New antimicrobials for the treatment of acute bacterial skin and skin structure infections (ABSSSI) caused by such microorganisms as Staphylococcus aureus, including methicillin-resistant strains (MRSA) and a variety of Streptococcal species have passed through the Food and Drug Administration (FDA) during the past month bringing new options to physicians and patients alike for the treatment of these infections.
The most recent occurred June 20 as the FDA announced the approval of Cubist Pharmaceutical’s, Sivextro (tedizolid phosphate). The newly approved antibacterial will be available in both oral and intravenous forms for the treatment of a variety of hard to treat gram positive skin infections.
“Today’s approval provides physicians and patients with a new treatment option for serious skin infections,” said Edward Cox, M.D., M.P.H, director of the Office of Antimicrobial Products in the FDA’s Center for Drug Evaluation and Research.
Three months ago, Cubist announced the U.S. Food and Drug Administration (FDA) Anti-Infective Drugs Advisory Committee (AIDAC) voted unanimously (14-0) for the approval of the then investigational oxazolidinone antibiotic.
The other MRSA antibiotic approval occurred on May 23 as the FDA approved Durata Therapeutics, Dalvance. The intravenous-only drug is intended to treat acute bacterial skin and skin structure infections (ABSSSI) caused by certain susceptible bacteria like Staphylococcus aureus (including methicillin-susceptible and methicillin-resistant strains) and Streptococcus pyogenes (Group A Strep).

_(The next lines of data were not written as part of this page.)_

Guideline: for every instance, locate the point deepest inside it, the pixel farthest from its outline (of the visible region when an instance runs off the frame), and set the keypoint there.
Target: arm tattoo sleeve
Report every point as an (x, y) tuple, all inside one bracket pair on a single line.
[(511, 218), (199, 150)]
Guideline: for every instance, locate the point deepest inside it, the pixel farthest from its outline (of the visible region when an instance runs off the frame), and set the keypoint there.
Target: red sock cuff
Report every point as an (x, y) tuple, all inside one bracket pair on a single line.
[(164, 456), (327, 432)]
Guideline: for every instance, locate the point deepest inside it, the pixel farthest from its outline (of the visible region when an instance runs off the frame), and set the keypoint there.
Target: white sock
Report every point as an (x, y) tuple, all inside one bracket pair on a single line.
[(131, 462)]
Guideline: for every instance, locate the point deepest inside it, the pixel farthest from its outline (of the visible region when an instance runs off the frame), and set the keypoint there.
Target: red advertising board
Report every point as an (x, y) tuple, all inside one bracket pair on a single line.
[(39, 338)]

These new antimicrobials come as the Infectious Diseases Society of America (IDSA) issued new guidelines for the diagnosis and management of SSTIs as the number of such infections has skyrocketed due to the spread of MRSA.
Outside the United States, Swiss-based global biopharmaceutical company, Debiopharm, announced this week the launch of a Phase 1 dose-escalation study of Debio 1450 (previously known as AFN-1720), a highly potent anti-infective agent that is selectively active against a large number of Staphylococcus species, including all known resistant strains such as methicillin-resistant S. aureus (MRSA) and vancomycin-intermediate S. aureus (VISA).
The Centers for Disease Control and Prevention (CDC) says Methicillin-resistant Staphylococcus aureus (MRSA) is a bacteria that is resistant to many antibiotics. In the community, most MRSA infections are skin infections. In medical facilities, MRSA causes life-threatening bloodstream infections, pneumonia and surgical site infections. In the United States alone, 278,000 people are hospitalized and 19,000 die each year from infections caused by MRSA.